Video Captioning Based on Temporal Structure

Basic Paper Information

Paper Name: Describing Videos by Exploiting Temporal Structure

Paper Link: https://arxiv.org/pdf/1502.08029

Paper Source Code:

https://github.com/tsenghungchen/SA-tensorflow

About Note Author:

Zhu Zhengyuan, graduate student at Beijing University of Posts and Telecommunications, research direction is multimodal and cognitive computing.

Paper Recommendation Reason

This paper is a research result published at ICCV2015 by the University of Montreal.
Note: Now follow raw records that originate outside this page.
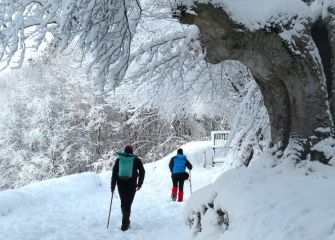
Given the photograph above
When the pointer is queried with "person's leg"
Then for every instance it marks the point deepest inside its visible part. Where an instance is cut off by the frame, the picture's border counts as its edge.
(127, 194)
(181, 180)
(174, 188)
(130, 194)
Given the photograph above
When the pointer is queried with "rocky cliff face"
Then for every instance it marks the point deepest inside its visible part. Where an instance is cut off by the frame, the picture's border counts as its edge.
(288, 70)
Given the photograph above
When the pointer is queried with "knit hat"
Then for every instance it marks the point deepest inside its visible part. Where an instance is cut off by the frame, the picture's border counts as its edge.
(128, 149)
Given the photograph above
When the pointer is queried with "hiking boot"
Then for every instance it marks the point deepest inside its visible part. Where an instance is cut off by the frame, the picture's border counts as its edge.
(180, 196)
(124, 227)
(174, 194)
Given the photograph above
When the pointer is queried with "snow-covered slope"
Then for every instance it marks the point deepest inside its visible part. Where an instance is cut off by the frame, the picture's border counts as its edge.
(76, 207)
(269, 200)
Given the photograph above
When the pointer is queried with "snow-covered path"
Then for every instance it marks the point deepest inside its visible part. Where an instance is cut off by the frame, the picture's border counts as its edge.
(76, 207)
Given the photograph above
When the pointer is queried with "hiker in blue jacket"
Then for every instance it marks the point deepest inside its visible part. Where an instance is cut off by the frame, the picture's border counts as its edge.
(177, 167)
(128, 174)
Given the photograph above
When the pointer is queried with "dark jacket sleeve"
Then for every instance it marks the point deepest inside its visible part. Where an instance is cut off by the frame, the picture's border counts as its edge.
(114, 174)
(141, 172)
(188, 165)
(171, 164)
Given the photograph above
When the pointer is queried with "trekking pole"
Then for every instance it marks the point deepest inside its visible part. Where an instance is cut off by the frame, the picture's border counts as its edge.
(190, 183)
(110, 208)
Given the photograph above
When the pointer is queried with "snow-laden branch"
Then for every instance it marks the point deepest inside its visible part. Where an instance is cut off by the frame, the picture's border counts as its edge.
(102, 29)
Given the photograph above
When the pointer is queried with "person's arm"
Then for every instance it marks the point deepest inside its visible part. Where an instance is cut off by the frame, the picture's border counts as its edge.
(171, 164)
(141, 173)
(114, 174)
(189, 165)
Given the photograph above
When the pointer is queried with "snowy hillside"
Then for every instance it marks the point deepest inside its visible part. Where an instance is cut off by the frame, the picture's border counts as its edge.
(268, 200)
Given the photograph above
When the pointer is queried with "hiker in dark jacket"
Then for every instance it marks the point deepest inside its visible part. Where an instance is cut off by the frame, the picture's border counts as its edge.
(128, 174)
(177, 167)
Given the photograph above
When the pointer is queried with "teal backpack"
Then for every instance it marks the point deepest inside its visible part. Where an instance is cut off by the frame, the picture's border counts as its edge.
(126, 163)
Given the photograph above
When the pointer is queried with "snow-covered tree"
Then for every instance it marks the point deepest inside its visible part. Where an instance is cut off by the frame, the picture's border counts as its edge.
(101, 29)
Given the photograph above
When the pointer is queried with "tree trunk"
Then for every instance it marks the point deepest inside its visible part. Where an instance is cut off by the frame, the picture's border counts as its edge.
(291, 78)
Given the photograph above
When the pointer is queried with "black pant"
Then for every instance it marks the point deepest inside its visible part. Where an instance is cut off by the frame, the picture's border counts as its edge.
(127, 194)
(178, 180)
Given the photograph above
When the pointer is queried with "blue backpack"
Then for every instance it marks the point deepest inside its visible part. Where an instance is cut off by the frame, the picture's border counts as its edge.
(179, 163)
(126, 163)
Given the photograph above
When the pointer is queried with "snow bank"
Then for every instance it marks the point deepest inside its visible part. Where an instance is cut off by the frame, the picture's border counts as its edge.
(268, 200)
(320, 8)
(53, 190)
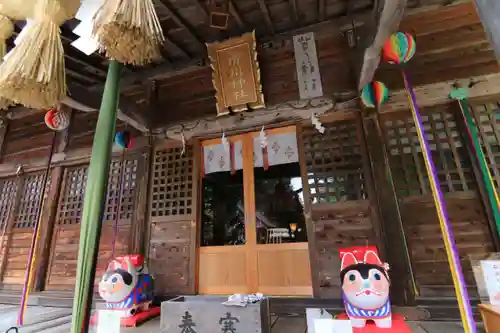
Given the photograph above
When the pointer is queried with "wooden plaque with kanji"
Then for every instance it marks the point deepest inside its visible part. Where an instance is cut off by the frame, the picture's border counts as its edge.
(236, 74)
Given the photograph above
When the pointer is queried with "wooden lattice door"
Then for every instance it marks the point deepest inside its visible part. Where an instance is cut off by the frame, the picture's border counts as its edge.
(335, 176)
(418, 212)
(66, 234)
(173, 228)
(20, 199)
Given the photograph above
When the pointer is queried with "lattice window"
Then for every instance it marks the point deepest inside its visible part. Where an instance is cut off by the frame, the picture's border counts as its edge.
(487, 117)
(71, 205)
(30, 201)
(172, 183)
(127, 171)
(8, 189)
(334, 163)
(448, 152)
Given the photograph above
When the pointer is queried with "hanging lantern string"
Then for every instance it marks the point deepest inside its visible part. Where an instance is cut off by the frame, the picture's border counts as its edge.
(119, 202)
(374, 95)
(399, 49)
(36, 235)
(129, 31)
(33, 72)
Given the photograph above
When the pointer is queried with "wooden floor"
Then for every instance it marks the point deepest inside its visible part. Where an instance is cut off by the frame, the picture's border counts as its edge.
(58, 320)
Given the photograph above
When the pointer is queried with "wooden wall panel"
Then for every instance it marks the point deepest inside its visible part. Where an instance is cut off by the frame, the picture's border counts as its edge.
(472, 237)
(458, 183)
(27, 137)
(18, 234)
(172, 221)
(340, 213)
(65, 239)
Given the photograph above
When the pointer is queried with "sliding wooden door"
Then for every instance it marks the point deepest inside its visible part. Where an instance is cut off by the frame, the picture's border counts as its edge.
(253, 234)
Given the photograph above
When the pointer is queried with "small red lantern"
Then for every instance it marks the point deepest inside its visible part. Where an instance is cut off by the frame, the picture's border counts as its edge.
(57, 120)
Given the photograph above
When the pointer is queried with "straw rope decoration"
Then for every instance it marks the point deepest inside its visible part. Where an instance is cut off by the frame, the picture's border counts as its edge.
(33, 72)
(398, 50)
(6, 30)
(129, 31)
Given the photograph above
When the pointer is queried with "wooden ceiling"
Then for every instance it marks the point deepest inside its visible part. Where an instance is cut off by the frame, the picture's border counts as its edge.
(449, 35)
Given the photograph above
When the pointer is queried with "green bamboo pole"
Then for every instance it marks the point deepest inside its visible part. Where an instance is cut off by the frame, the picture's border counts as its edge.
(460, 94)
(93, 205)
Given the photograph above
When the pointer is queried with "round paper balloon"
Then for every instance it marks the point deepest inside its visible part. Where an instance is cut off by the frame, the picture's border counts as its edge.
(399, 48)
(374, 94)
(124, 139)
(57, 120)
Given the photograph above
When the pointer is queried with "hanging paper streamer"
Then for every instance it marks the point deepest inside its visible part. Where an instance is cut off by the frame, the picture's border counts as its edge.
(461, 96)
(317, 124)
(399, 49)
(374, 94)
(57, 119)
(124, 139)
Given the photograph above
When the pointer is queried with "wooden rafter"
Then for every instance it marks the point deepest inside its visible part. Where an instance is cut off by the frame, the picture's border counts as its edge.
(174, 45)
(180, 21)
(267, 16)
(293, 9)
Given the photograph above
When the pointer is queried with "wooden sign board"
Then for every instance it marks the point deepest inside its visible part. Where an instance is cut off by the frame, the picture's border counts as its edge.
(236, 74)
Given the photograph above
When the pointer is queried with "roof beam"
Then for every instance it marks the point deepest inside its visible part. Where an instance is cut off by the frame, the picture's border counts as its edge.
(267, 16)
(234, 12)
(180, 21)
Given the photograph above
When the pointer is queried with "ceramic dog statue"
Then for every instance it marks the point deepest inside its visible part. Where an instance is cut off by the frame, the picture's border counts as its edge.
(126, 287)
(365, 287)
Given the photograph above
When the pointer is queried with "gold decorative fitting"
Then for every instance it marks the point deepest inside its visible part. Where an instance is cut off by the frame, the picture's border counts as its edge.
(219, 14)
(236, 74)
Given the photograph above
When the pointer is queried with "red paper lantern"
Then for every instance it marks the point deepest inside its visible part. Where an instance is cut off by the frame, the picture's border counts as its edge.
(57, 120)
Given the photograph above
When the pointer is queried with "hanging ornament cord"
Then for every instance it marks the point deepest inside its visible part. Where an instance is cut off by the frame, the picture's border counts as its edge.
(385, 153)
(119, 199)
(11, 210)
(485, 170)
(448, 239)
(34, 242)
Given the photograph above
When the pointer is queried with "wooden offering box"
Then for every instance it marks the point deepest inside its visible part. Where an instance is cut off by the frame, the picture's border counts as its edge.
(207, 314)
(491, 317)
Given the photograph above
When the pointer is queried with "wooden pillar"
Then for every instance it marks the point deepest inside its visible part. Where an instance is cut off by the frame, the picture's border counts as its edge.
(95, 194)
(140, 215)
(48, 219)
(396, 247)
(6, 238)
(478, 175)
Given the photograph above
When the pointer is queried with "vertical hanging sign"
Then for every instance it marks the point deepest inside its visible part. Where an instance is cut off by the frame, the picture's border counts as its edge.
(236, 74)
(306, 61)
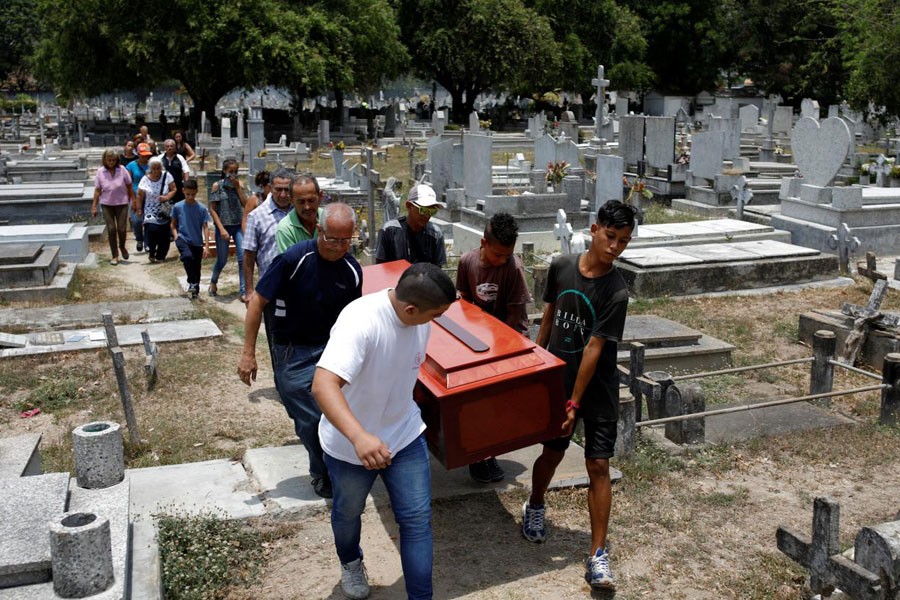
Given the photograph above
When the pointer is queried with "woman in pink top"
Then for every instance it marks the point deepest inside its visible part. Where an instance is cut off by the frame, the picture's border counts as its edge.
(112, 189)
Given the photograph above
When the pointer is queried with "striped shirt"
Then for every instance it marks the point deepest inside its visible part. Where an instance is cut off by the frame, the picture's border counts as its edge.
(260, 234)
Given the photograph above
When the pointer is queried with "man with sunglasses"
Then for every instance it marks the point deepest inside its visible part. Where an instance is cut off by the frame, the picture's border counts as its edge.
(309, 284)
(414, 237)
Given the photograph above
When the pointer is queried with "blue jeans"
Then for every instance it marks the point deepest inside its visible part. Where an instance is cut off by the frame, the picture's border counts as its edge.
(137, 225)
(222, 254)
(294, 370)
(408, 481)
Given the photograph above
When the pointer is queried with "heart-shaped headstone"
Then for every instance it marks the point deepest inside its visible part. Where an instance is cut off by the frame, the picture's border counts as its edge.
(820, 149)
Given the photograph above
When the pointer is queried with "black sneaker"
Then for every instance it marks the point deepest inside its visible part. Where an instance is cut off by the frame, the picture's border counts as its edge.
(322, 487)
(481, 471)
(496, 470)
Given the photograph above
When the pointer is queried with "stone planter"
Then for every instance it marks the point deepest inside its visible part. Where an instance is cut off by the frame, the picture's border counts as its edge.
(337, 157)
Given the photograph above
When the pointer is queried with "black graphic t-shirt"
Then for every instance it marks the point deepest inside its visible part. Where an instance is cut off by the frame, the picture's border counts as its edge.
(587, 307)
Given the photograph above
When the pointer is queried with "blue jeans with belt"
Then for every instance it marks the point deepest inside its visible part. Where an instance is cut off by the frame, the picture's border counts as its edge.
(295, 367)
(408, 482)
(234, 231)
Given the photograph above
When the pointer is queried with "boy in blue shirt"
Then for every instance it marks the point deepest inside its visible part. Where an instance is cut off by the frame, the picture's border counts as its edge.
(191, 234)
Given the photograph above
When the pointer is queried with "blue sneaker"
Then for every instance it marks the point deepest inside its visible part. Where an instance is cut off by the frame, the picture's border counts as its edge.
(533, 523)
(597, 571)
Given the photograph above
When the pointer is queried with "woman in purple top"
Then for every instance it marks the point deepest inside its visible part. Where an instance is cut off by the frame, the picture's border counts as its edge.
(112, 190)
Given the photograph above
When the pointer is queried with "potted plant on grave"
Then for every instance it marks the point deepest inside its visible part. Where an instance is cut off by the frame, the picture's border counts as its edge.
(864, 171)
(556, 171)
(337, 159)
(895, 175)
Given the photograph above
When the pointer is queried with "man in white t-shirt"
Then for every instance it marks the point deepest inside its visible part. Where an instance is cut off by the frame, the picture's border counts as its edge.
(371, 426)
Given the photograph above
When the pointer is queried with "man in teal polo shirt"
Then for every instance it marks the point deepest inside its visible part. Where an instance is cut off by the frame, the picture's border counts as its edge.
(300, 223)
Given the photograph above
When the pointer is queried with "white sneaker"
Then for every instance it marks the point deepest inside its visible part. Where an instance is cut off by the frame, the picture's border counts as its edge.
(597, 571)
(354, 580)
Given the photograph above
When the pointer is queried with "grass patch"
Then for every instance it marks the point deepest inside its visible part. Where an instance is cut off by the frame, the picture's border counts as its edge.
(657, 214)
(203, 556)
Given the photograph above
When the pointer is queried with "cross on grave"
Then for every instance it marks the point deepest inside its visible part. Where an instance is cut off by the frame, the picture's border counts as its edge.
(600, 83)
(151, 352)
(871, 270)
(844, 242)
(563, 232)
(373, 178)
(882, 170)
(863, 319)
(828, 569)
(741, 194)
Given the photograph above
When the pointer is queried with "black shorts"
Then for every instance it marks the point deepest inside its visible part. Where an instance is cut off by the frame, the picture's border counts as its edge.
(599, 438)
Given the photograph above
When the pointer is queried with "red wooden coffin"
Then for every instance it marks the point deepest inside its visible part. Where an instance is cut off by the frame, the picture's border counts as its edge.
(481, 402)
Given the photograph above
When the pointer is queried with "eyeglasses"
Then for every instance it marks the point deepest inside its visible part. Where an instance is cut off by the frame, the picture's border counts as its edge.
(429, 211)
(335, 241)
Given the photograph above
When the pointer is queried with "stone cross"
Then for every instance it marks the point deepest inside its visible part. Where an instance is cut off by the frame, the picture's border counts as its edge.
(741, 194)
(600, 83)
(844, 242)
(882, 170)
(871, 270)
(821, 555)
(373, 178)
(563, 232)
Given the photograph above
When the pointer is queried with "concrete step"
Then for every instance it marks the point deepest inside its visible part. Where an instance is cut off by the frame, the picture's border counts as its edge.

Its main innovation lies in proposing temporal structure and using attention mechanisms to achieve SOTA in 2015. By combining 3D-CNN to capture local information in videos with attention mechanisms to capture global information, it can comprehensively improve model performance. Another important contribution is the MVAD movie clip description dataset. This dataset has become a mainstream dataset in the current video captioning field.

Describing Videos by Exploiting Temporal Structure

Introduction to Video Captioning Task:

Generate single-sentence descriptions based on videos. One example is worth a thousand words:

　　A monkey pulls a dog’s tail and is chased by the dog.

Earlier models in 2015:

LSTM-YT Model

Problems with Pre-2015 Models

Generated descriptions don’t consider dynamic temporal structure.
Previous models use one feature vector to represent all frames in the video, making it impossible to recognize the sequential order of object appearances in the video.

Paper Ideas and Innovations

Generate video descriptions through local and global temporal structure:

For each word generated by the Decoder, the model attends to specific frames in the video.

Use 3-D CNN to capture dynamic temporal features in videos.

Model Architecture Design

Encoder (3-D CNN + 2-D GoogLeNet) settings: 3 * 3 * 3 three-dimensional convolution kernel, and 3-D CNN is pre-trained on action recognition dataset.

Each convolutional layer is followed by ReLU activation function and Local max-pooling, dropout parameter set to 0.5.

Decoder (LSTM) settings: Uses additive attention as the attention mechanism. The figure below shows hyperparameter settings on two datasets:

Experiment Details

Dataset

Microsoft Research Video Description dataset

1970 YouTube video clips: each about 10 to 30 seconds, containing only one activity, with no dialogue. 1200 for training, 100 for validation, 670 for testing.